I also mentioned using an array. That would avoid the allocation, but it turns out that arrays don't yet implement an iterator over their values, so the above code with a [&mut bool; 3] instead of a Vec<&mut bool> won't work. However, there exist crates that implement this functionality for fixed-length arrays with limited size, e.g. arrayvec (or array_vec).

Upsides:

• No allocation.
• Simple iterator type.
• Simple to implement.

Downsides:

• External dependency.

---

The last approach I'll talk about is using unsafe. Since this doesn't have many good upsides over the other approaches, I wouldn't recommend it in general. This is mainly to show you how you could implement this.

Like your original code, we'll implement Iterator on our own struct.

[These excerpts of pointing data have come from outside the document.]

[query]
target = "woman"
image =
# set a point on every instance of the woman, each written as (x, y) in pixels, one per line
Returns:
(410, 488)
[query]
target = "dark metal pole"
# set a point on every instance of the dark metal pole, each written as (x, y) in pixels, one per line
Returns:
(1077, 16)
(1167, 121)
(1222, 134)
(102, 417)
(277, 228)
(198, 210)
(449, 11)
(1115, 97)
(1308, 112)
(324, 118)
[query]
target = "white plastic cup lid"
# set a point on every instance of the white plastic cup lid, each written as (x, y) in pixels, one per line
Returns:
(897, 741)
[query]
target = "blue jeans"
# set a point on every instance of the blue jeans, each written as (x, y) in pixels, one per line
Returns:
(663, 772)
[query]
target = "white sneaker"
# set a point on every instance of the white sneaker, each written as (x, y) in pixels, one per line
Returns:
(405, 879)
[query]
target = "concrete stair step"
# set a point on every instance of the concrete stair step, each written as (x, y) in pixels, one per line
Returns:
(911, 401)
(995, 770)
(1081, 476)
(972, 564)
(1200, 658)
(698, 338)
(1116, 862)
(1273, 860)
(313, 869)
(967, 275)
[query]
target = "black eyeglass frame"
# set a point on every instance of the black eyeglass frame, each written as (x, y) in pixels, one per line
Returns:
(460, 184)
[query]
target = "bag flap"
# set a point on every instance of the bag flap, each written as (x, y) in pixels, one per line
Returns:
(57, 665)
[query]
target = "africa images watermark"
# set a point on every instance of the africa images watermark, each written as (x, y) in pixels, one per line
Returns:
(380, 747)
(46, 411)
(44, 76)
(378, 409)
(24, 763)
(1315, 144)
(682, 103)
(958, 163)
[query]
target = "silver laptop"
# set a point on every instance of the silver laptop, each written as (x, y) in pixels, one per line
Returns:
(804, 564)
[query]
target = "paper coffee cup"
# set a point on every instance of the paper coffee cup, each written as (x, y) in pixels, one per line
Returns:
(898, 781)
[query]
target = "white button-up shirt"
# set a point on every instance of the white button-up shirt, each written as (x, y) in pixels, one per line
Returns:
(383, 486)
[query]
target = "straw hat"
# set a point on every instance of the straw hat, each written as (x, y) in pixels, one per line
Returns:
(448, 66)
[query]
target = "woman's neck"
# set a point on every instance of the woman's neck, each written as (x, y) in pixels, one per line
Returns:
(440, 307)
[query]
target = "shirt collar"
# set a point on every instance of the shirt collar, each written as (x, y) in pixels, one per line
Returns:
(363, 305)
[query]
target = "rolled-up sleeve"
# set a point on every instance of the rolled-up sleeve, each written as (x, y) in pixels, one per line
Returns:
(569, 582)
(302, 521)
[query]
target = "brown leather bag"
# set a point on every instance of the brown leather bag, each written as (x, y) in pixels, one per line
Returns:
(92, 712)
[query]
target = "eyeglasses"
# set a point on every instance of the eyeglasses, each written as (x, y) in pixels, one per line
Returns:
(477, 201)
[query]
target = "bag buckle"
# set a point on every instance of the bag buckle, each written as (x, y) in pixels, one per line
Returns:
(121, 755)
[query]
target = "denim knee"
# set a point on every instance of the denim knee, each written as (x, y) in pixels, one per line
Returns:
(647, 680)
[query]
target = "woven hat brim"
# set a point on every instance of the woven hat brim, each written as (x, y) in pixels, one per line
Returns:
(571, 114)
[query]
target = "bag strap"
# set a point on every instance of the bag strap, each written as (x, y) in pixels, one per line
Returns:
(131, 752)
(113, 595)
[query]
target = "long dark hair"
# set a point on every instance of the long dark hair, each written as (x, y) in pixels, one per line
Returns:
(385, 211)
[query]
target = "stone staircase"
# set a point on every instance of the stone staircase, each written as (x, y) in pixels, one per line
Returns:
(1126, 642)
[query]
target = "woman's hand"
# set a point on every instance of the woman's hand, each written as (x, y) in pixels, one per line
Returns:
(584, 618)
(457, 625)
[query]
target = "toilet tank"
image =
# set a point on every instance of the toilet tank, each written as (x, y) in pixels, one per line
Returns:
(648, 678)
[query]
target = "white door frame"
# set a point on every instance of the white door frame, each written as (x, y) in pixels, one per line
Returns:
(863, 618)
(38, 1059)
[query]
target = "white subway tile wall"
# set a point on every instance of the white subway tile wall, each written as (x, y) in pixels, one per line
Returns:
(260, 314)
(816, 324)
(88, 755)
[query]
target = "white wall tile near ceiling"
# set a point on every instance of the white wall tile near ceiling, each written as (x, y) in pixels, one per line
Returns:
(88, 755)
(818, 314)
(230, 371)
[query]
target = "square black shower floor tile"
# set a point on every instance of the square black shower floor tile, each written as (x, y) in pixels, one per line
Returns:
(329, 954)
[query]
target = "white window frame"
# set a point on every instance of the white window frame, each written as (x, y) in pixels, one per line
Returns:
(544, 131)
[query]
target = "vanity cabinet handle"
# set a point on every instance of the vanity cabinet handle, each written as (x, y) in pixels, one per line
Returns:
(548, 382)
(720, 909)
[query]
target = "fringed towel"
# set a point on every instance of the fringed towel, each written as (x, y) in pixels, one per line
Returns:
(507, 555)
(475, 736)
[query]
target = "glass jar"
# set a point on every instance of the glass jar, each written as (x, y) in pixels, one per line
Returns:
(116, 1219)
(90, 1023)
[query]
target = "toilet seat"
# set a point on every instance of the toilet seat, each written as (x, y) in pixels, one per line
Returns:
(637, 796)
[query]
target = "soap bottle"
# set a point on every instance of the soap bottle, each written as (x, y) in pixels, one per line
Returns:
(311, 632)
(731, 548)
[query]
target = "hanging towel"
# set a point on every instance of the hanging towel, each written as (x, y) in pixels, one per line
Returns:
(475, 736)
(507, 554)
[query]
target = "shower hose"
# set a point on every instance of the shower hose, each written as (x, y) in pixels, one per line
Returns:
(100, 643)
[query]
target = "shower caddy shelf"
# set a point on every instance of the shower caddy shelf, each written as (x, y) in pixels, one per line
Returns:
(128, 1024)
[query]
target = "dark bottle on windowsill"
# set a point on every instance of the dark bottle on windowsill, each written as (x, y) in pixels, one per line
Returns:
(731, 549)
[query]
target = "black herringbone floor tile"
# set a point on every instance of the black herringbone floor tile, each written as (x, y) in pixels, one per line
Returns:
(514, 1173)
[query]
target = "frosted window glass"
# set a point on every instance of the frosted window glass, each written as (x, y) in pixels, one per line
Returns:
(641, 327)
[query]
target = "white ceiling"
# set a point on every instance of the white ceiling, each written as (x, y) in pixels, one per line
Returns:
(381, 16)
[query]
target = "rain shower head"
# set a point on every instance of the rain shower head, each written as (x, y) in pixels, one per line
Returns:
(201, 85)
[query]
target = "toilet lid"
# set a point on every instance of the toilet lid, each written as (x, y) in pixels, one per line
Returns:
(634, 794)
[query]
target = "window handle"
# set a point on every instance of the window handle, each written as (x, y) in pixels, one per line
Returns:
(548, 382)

impl<'a> IntoIterator for &'a mut StatusRegister {
    type IntoIter = StatusRegisterIterMut<'a>;
    type Item = &'a mut bool;

    fn into_iter(self) -> Self::IntoIter {
        StatusRegisterIterMut {
            status: self,
            index: 0,
        }
    }
}

pub struct StatusRegisterIterMut<'a> {
    status: &'a mut StatusRegister,
    index: usize,
}

The unsafety comes from the next method, where we'll have to (essentially) convert something of type &mut &mut T to &mut T, which is generally unsafe. However, as long as we ensure that next isn't allowed to alias these mutable references, we should be fine. There may be some other subtle issues, so I won't guarantee that this is sound. For what it's worth, MIRI doesn't find any problems with this.

impl<'a> Iterator for StatusRegisterIterMut<'a> {
    type Item = &'a mut bool;

    // Invariant to keep: index is 0, 1, 2 or 3
    // Every call, this increments by one, capped at 3
    // index should never be 0 on two different calls
    // and similarly for 1 and 2.
    fn next(&mut self) -> Option<Self::Item> {
        let result = unsafe {
            match self.index {
                // Safety: Since each of these three branches are
                // executed exactly once, we hand out no more than one mutable reference
                // to each part of self.status
                // Since self.status is valid for 'a
                // Each partial borrow is also valid for 'a
                0 => &mut *(&mut self.status.CarryFlag as *mut _),
                1 => &mut *(&mut self.status.ZeroFlag as *mut _),
                2 => &mut *(&mut self.status.OverflowFlag as *mut _),
                _ => return None
            }
        };
        // If self.index isn't 0, 1 or 2, we'll have already returned
        // So this bumps us up to 1, 2 or 3.
        self.index += 1;
        Some(result)
    }
}

(playground)

Upsides:

• No allocations.
• Simple iterator type name.
• No external dependencies.

Downsides:

• Complicated to implement. To successfully use unsafe, you need to be very familiar with what is and isn't allowed. This part of the answer took me the longest by far to make sure I wasn't doing something wrong.
• Unsafety infects the module. Within the module defining this iterator, I could "safely" cause unsoundness by messing with the status or index fields of StatusRegisterIterMut. The only thing allowing encapsulation is that outside of this module, those fields aren't visible.